A growing backlog of pending cases in Florida's judicial system could logjam the courts when normal operations resume.
In March, the spread of COVID-19 severely restricted court operations, including a state Supreme Court order that halted all jury trials until further notice.
A recent report from the Trial Court Budget Commission paints a dire picture of a strained court system statewide.
According to the report, the total number of "normal" pending cases statewide, as of June 30, 2019, was 1,471,373. The report estimates an additional 992,074 pending cases on top of that, or a 67% increase, through June 2021.
"Despite the efforts to keep the work of the court system moving, including through extensive use of technology to conduct proceedings remotely, the trial courts anticipate a significant backlog as they return to full operations," the report said.
The report estimates 185,000 cases have not been filed between March and June because of COVID-19, but it will likely be filed when normal court operations resume.
The report also notes "approximately 1,180 criminal and civil jury trials have been delayed statewide since March."
The trial of accused Parkland shooter Nikolas Cruz is among the delays.
Broward County Circuit Judge Elizabeth Scherer delayed the trial indefinitely during a virtual hearing June 22, saying it wasn't clear when the courts would resume normal operations.
"That was difficult, especially for my family and the other 16 [families] (who) lost somebody," Tony Montalto, whose daughter Gina was one of the seventeen victims gunned down at Marjory Stoneman Douglas High School in February 2018, told Contact 5. "We understand where we are in the process, which is unfortunately still stalled."
State Attorney Dave Aronberg said his office is hamstrung in some murder cases because state law requires a grand jury indictment to seek the death penalty.
"We're still preparing for the grand jury and for trials," Aronberg told Contact 5. "But the actual trial, the actual grand jury, can't happen until the Florida Supreme Court says it can happen."
Greg Morse, a South Florida defense attorney, believes the lack of jury trials could create potential constitutional violations for accused criminal defendants.
"Speedy trials for defendants normally does not become an issue," Morse said in an interview. "But this is going to literally backlog every single case."
Palm Beach County Chief Judge Krista Marx agreed.
"For the first time since the inception of the jury system in the United States of America, there was not a single jury trial being conducted in the United States anywhere," Marx told Contact 5.
Marx said that the court is considering the rights of the victims and defendants because of the backlog.
"There's never been a more drastic change in the court system than this pandemic," Marx told Contact 5 in an exclusive interview.
To slow a growing backlog, some criminal courts are considering adapting courtrooms so jury trials can resume.

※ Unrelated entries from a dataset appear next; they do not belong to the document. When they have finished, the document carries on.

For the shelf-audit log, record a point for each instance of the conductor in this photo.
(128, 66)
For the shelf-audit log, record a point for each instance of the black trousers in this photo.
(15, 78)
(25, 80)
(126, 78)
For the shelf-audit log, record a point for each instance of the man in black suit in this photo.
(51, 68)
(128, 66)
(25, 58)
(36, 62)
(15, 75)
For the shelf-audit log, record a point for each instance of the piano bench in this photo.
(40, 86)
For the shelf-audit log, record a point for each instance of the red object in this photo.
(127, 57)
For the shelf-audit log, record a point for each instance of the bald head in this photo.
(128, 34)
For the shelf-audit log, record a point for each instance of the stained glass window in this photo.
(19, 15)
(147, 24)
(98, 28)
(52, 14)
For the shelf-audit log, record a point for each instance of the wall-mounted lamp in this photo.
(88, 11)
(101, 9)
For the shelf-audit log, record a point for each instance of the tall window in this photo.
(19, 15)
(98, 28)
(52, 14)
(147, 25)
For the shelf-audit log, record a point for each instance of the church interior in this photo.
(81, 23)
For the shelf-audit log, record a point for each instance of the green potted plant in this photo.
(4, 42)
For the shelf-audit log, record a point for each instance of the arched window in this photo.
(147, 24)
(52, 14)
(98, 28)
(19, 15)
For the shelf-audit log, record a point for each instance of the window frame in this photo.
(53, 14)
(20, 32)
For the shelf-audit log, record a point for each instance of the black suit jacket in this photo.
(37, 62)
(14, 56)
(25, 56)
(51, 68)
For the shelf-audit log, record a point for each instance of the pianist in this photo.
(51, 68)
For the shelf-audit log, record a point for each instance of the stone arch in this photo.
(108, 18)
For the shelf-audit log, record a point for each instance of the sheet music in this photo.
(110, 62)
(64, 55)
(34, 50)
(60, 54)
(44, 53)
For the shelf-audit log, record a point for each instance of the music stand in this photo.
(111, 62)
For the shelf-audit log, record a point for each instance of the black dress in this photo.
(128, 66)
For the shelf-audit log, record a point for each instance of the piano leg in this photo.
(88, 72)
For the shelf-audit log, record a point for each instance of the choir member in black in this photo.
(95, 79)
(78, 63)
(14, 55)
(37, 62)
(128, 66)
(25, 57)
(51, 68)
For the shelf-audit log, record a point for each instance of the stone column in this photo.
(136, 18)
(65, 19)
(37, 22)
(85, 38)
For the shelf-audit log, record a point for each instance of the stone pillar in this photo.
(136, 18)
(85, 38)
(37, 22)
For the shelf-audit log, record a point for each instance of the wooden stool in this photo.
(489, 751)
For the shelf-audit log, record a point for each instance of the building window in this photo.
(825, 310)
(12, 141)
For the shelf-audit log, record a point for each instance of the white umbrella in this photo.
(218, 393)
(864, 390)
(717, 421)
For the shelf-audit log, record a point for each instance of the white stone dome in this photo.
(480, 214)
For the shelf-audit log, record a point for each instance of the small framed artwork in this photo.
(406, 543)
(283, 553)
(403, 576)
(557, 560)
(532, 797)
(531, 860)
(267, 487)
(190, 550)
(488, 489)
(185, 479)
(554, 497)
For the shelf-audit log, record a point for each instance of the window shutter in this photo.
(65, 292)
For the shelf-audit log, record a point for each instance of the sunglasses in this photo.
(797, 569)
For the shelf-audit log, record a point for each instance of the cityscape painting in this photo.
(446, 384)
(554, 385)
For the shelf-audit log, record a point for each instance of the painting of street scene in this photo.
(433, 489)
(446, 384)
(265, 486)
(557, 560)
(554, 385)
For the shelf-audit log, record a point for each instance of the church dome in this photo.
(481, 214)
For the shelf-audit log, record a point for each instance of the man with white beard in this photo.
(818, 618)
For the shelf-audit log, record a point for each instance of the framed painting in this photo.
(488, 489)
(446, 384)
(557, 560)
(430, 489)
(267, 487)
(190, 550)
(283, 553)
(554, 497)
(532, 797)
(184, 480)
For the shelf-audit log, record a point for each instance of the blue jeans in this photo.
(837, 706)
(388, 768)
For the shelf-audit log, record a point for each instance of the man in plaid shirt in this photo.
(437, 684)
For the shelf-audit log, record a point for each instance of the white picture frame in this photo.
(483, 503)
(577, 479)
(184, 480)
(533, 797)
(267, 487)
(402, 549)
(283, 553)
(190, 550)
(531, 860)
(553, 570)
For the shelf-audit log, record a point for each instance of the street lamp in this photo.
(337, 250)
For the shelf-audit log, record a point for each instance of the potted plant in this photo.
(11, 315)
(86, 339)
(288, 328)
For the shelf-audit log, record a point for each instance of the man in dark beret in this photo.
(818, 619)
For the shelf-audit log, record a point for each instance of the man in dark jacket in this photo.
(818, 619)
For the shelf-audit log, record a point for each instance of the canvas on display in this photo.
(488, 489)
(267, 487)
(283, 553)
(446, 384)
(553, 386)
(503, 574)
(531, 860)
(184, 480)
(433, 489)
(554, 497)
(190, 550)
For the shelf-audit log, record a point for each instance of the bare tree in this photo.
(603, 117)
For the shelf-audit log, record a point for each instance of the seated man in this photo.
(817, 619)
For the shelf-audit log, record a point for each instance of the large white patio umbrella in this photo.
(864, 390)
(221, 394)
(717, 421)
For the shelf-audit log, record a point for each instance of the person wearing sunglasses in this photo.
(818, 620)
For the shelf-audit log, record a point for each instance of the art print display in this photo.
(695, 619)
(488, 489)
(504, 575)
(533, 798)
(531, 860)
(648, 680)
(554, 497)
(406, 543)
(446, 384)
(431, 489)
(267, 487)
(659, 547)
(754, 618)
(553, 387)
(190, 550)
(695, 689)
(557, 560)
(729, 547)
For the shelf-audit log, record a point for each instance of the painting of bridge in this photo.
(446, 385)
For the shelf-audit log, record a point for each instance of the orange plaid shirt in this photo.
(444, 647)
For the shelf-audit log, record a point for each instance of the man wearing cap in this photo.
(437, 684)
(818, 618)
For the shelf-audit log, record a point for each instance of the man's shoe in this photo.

Some counties, including Martin, are exploring plans where some jurors sit in the jury box at a social distance, while other jurors sit in the spectator section. The spectator section of the courtroom would then likely be closed off to the public.
In the murder trial of the accused Parkland shooter, Montalto expects a traditional trial.
"He attacked a school, one of the bedrocks of our community, where our children and our teachers are vulnerable, and he deserves to face the full measure of the law for that action," Montalto said.
However, Montalto believes that justice can wait for Gina and the 16 other Parkland victims until the courts can operate safely from the coronavirus pandemic.
"We know the pain of loss," Montalto said.